I’ve written before how since I’ve finished the Souls series* I’ve been struggling to find a game that I enjoy playing. I heard about this game called Unexplored, which has been described as a cross between Dark Souls and Binding of Isaac. I’ve played the shit out of both of these games/series, and I’ve always said I wanted to play a hybrid. It went on sale at Steam for nine bucks, so I snatched it up. It’s a really cute dungeon crawler in which you’re a one-eyed fluffy circle creature with a cape that has a weapon poking out in front and a side weapon you can throw. Before you enter the dungeon, you talk to this guy, and he gives you tips on the dungeons. You have to buy him beers (5 gold each), and the tips don’t seem that helpful yet.

It’s easy to see the Souls/Isaac influences from the very start. A little bit of Enter the Gungeon, too. The tutorial is straight out of Gungeon, but I didn’t even notice it was there until after I’d done a few failed runs. There will be many comparisons to Souls/Isaac because that’s what the game is clearly modeling itself after. Even with the tutorial, there isn’t much said before you jump into the game. I used keyboard/mouse, but there is gamepad support. However, according to the forums, it’s not intuitive, so I stuck to the keyboard/mouse with the typical WASD movement. I had to switch my keyboard from Dvorak to QWERTY, but I’m just glad I was able to do it. Some games consider this a problem. E is look, which is weird, and TAB is map. I’d prefer M for map, but that’s a little thing. I played on Normal, which was…weird. On the first floor in the first dungeon, I wandered around exploring everything. What I found was a lot of…nothing. I ran into maybe a half dozen enemies and a couple of puzzles, but that’s it. I went down to the next floor, and it was more of the same.

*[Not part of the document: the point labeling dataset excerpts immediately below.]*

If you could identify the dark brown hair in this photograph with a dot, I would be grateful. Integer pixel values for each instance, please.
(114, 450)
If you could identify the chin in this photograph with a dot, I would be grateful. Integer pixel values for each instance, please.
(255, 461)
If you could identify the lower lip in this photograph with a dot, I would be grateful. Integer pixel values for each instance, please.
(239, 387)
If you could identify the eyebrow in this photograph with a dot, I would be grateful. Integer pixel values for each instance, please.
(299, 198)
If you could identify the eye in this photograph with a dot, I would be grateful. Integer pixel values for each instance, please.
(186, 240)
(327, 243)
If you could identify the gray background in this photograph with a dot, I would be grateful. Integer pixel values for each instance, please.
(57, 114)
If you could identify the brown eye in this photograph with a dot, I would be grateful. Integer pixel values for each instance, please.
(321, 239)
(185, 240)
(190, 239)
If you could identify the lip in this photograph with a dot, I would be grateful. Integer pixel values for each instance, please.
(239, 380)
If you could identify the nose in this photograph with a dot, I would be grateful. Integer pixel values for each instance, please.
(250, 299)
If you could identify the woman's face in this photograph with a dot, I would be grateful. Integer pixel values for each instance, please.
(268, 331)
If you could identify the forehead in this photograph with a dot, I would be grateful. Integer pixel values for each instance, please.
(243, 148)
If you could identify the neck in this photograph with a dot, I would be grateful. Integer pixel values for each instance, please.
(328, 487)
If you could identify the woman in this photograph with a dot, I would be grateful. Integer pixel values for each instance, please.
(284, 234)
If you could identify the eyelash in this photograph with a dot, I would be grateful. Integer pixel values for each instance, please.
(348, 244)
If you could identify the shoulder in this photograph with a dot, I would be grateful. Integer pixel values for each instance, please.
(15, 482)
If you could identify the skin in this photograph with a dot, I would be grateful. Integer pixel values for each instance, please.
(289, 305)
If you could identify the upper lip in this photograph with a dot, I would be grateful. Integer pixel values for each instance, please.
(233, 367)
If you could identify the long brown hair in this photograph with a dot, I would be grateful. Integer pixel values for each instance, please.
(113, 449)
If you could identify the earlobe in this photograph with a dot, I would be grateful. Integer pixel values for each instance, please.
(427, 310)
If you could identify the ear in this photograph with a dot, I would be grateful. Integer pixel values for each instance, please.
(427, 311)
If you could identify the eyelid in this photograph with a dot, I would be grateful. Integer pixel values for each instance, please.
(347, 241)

When I die, it’s a perma-death, and the next run is the heir of the first character. So, Mulan Rogue the first gives way to Mulan Rogue the second, etc. I don’t think you keep anything other than your gold for the next run. You start with different items, and I believe it’s procedurally-generated. You can right-click and see what they do, but true to rogues, some things need to be identified. Scrolls, potions, and rings are what I’ve found so far. Scrolls and potions are identified the second you use them (and, also true to rogues, some are positive and some are negative), but I had to wear the ring for five minutes before I knew what it did.

There are libraries with cryptic books, which you can take or copy to your journal. I chose to copy more often than not because there is a limited inventory, of which I am not fond. I hate limited inventories with a passion, and the one mod I used when I played Skyrim was the Convenient Horse mod, which allowed me to carry unlimited items. I do like finding the lore by reading books, which is similar to reading item descriptions in Souls games. I don’t mind finding things out in drips and drabs.

What I don’t like is persistent status effects with no antidote, pun intended. There was one level that had a gas atmosphere, and I couldn’t find a way to counter it. I had to go through it, but my health was dropping at an alarming rate. I lost all interest in the run. To make matters worse, when I was in the middle of a good run, the game started freezing on me, and I had to shut down the game. This happened again, and I lost any interest in playing it.